Yvonne is de naam, en ik heb veel ervaring in leven met reuma. Ik ben begonnen als tienjarig meisje. Drie maanden heb ik in het ziekenhuis gelegen. Ik was ziek en had pijn. Ik was eerst vooral boos, op de wereld, op mijn moeder. Maar ik was en bleef kind. Met mijn vriendjes en vriendinnetjes op de verpleegafdeling haalde ik kinderstreken uit. We zetten bekertjes met water op halfgeopende deuren, voerden actie voor patat in plaats van die kleffe aardappelen bij de avondmaaltijd. Mijn moeder bracht me, eenmaal weer thuis, naar school en naar feestjes en ze ging mee naar de fysiotherapeut. Ik kon niet altijd meedoen met gym of rennen op het speelplein. Maar ik kon dan wel scheidsrechter zijn of de score bijhouden.

Met reuma heb ik de middelbare school doorlopen. Ik heb met reuma een vervolgopleiding gedaan. Ook toen bracht mijn moeder me soms naar school als ik slecht kon lopen. Met reuma heb ik ook werk gevonden. En een man ontmoet die mij met reuma en al is getrouwd. Dertien jaar geleden kreeg ik een zoon. En vijf jaar geleden nog een. Na veel wikken en wegen omdat ik ondertussen wist wat een plezier maar ook wat een grote opgave het verzorgen en opvoeden van een kind is, zeker als je reuma hebt.
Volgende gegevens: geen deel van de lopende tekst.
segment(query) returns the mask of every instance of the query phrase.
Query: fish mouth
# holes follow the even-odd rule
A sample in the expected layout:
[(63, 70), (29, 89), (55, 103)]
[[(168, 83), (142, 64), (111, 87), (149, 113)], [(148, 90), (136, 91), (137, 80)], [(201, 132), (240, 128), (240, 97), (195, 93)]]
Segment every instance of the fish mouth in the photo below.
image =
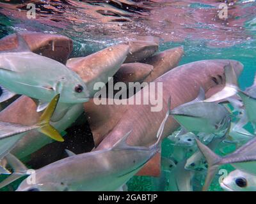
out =
[(220, 184), (220, 186), (227, 191), (234, 191), (233, 189), (230, 189), (228, 186), (225, 184), (223, 182)]
[(78, 100), (79, 103), (85, 103), (88, 102), (90, 100), (90, 98), (83, 98)]
[(197, 116), (194, 116), (194, 115), (187, 115), (187, 114), (184, 114), (184, 113), (172, 113), (171, 112), (170, 115), (174, 115), (174, 116), (183, 116), (183, 117), (195, 117), (195, 118), (198, 118), (199, 117)]

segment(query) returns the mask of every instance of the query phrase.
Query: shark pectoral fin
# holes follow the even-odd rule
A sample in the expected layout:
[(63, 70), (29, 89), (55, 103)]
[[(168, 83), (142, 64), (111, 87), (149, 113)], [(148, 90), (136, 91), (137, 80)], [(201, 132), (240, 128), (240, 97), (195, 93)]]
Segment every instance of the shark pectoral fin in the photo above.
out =
[(0, 175), (1, 174), (11, 174), (12, 173), (6, 170), (4, 166), (0, 165)]
[(36, 108), (36, 112), (40, 112), (41, 111), (43, 111), (48, 106), (49, 103), (49, 103), (49, 102), (44, 102), (42, 101), (39, 101), (39, 103)]
[(75, 153), (74, 153), (73, 152), (68, 150), (68, 149), (65, 149), (65, 151), (66, 152), (66, 153), (67, 154), (67, 155), (68, 156), (68, 157), (71, 157), (72, 156), (75, 156), (76, 155)]
[(3, 86), (0, 86), (0, 103), (7, 101), (16, 95), (15, 93), (10, 91)]
[(50, 124), (50, 120), (59, 101), (60, 94), (56, 95), (51, 101), (49, 106), (42, 114), (39, 122), (36, 124), (39, 132), (46, 135), (50, 138), (59, 142), (64, 140), (58, 131)]
[(248, 121), (247, 115), (244, 112), (239, 121), (238, 121), (238, 122), (234, 126), (233, 131), (240, 133), (241, 129), (243, 129), (243, 127), (248, 122)]
[(126, 143), (126, 140), (127, 140), (128, 136), (130, 135), (132, 131), (129, 131), (126, 133), (122, 138), (120, 138), (118, 141), (117, 141), (114, 145), (112, 147), (112, 149), (122, 149), (126, 147), (131, 147), (131, 146), (128, 145)]
[(195, 102), (202, 101), (204, 101), (205, 99), (205, 93), (204, 92), (204, 89), (202, 87), (200, 87), (198, 95), (195, 98), (195, 99), (194, 99), (193, 101)]
[(159, 177), (161, 174), (161, 154), (159, 152), (149, 160), (137, 173), (137, 176)]
[(230, 63), (224, 67), (224, 71), (226, 77), (225, 87), (204, 101), (214, 102), (220, 101), (233, 96), (238, 92), (239, 89), (238, 87), (237, 79), (235, 71)]
[(28, 168), (15, 156), (9, 153), (5, 156), (5, 159), (6, 159), (8, 163), (13, 168), (13, 173), (6, 179), (4, 180), (0, 183), (0, 189), (28, 175)]
[(175, 138), (179, 138), (180, 135), (185, 135), (188, 133), (188, 131), (186, 129), (185, 127), (181, 126), (180, 130), (179, 131), (177, 134), (175, 135), (174, 136)]

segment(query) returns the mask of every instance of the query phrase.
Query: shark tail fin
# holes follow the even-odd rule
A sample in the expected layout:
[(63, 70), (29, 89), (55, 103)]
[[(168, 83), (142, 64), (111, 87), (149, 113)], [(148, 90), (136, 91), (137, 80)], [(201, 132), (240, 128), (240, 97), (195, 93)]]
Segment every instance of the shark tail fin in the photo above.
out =
[(13, 173), (0, 183), (0, 189), (28, 175), (28, 168), (15, 156), (9, 153), (5, 156), (5, 159), (13, 169)]
[(214, 102), (225, 99), (236, 94), (239, 91), (236, 72), (230, 62), (224, 66), (224, 72), (226, 80), (224, 88), (204, 100), (205, 102)]
[(57, 106), (60, 94), (57, 94), (51, 101), (45, 110), (41, 115), (39, 122), (36, 124), (38, 131), (50, 138), (59, 142), (64, 140), (58, 131), (50, 124), (50, 120)]
[(218, 169), (220, 165), (221, 157), (216, 154), (207, 146), (201, 143), (198, 139), (195, 138), (197, 145), (202, 154), (205, 156), (208, 163), (207, 175), (202, 191), (206, 191), (209, 189), (212, 179), (214, 178)]
[(156, 137), (157, 138), (157, 141), (156, 142), (156, 143), (154, 144), (155, 145), (161, 147), (161, 142), (163, 139), (163, 133), (164, 131), (164, 125), (165, 123), (167, 121), (167, 119), (169, 117), (169, 115), (171, 113), (171, 96), (169, 97), (168, 99), (168, 105), (167, 105), (167, 112), (165, 114), (165, 117), (164, 118), (164, 119), (163, 120), (162, 123), (160, 125), (160, 127), (158, 129), (157, 133), (156, 135)]

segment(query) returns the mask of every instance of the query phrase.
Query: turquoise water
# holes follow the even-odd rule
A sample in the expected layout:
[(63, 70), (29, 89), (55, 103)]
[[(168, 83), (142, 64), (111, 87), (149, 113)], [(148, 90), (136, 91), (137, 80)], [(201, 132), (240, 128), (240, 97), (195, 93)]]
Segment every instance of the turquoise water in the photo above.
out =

En nu sta ik aan de andere kant. Ik baal mee met mijn grote zoon als hij een onvoldoende heeft voor Frans. Ik breng ‘m naar feestjes en ben dan blij dat hij het leuk heeft met zijn vrienden. Ik bibber nog harder dan mijn kleine zoon als hij tijdens de zwemles in het diepe water moet springen. En dan denk ik even terug aan dat meisje van tien dat reuma kreeg. En besef wat een pijn mijn moeder gehad moet hebben van mijn reuma.